Another contributing factor is termed the ‘third-person effect.’8 Originally studied in relation to TV advertising, it postulates that people think the influence of media is greater on somebody else than on themselves. A recent study9 concerned with social media and internet use found that disregard of personal privacy was higher for those with greater experience of the internet—users who believed they had acquired a strong control over their privacy safeguards, believed others were more susceptible to damaging self-disclosures. Examination of data related to a crowdsourcing service10 also demonstrated a similar differential perception of privacy risks for self and others. The greater the perceived social distance of ‘the other’ from themselves, and the greater the perceived privacy knowledge, the greater were ‘third-person effects’ concerning privacy risks. Both are factors that must be learned, not ‘hard-wired.'
We clearly are vulnerable to a lack of privacy—and our exposure to digital media makes us even more vulnerable. The latter fact suggests that a simple-minded assumption of ‘brain wiring for social contact’ will not explain the need to digitally-overshare. Rather, there remains the possibility of a ‘pathological togetherness’ developing as a result of exposure to too much social networking. Although this cannot be proven, as yet, given the other negative impacts associated with digital usage, this possibility may be worth exploring further. These considerations also suggest much greater attention is needed regarding the psychological, and not just the legal, aspects of violations of privacy in the digital world.
1. Midgley, M. (1979). Beast and man. Nature, 281(5730), 336-336.
2. Steiner, G. (1987). George Steiner: a reader. Oxford University Press on Demand.
3. Moore, A.D. (2003). Privacy: its meaning and value. American Philosophical Quarterly, 40(3), 215-227.
4. Klopfer, P.H., & Rubenstein, D.I. (1977). The concept privacy and its biological basis. Journal of Social Issues, 33(3), 52-65.

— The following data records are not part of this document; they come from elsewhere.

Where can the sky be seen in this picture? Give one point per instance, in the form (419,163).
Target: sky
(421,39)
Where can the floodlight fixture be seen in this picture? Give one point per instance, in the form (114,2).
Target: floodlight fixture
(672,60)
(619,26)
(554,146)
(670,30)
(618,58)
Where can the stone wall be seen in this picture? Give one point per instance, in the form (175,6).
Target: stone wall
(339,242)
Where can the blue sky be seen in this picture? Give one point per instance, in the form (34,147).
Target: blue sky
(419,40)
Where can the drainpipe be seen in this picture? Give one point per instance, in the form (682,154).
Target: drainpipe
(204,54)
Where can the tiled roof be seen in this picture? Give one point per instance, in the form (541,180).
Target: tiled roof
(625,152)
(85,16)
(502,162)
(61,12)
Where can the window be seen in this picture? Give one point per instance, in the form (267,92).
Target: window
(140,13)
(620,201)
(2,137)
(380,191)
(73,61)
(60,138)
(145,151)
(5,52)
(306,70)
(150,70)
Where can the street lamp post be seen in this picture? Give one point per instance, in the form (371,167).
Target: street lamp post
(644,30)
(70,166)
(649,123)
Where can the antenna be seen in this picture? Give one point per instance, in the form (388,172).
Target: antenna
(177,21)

5. Calhoun, J.B. (1963). The social use of space.
6. Taddicken, M. (2014). The ‘Privacy Paradox’ in the social web: The impact of privacy concerns, individual characteristics, and the perceived social relevance on different forms of self.
7. Vervier, L., Zeissig, E. M., Lidynia, C., & Ziefle, M. (2017, April). Perceptions of Digital Footprints and the Value of Privacy. In IoTBDS (pp. 80-91).
8. Davison, W.P. (1983). The third-person effect in communication. Public Opinion Quarterly 47(1): 1–15.
9. Chen, H., & Atkin, D. (2020). Understanding third-person perception about Internet privacy risks. New Media & Society, 1461444820902103.
10. Cho, H., Lee, J-S., & Chung, S (2010). Optimistic bias about online privacy risks: testing the moderating effects of perceived controllability and prior experience. Computers in Human Behavior, 26(5), 987–995.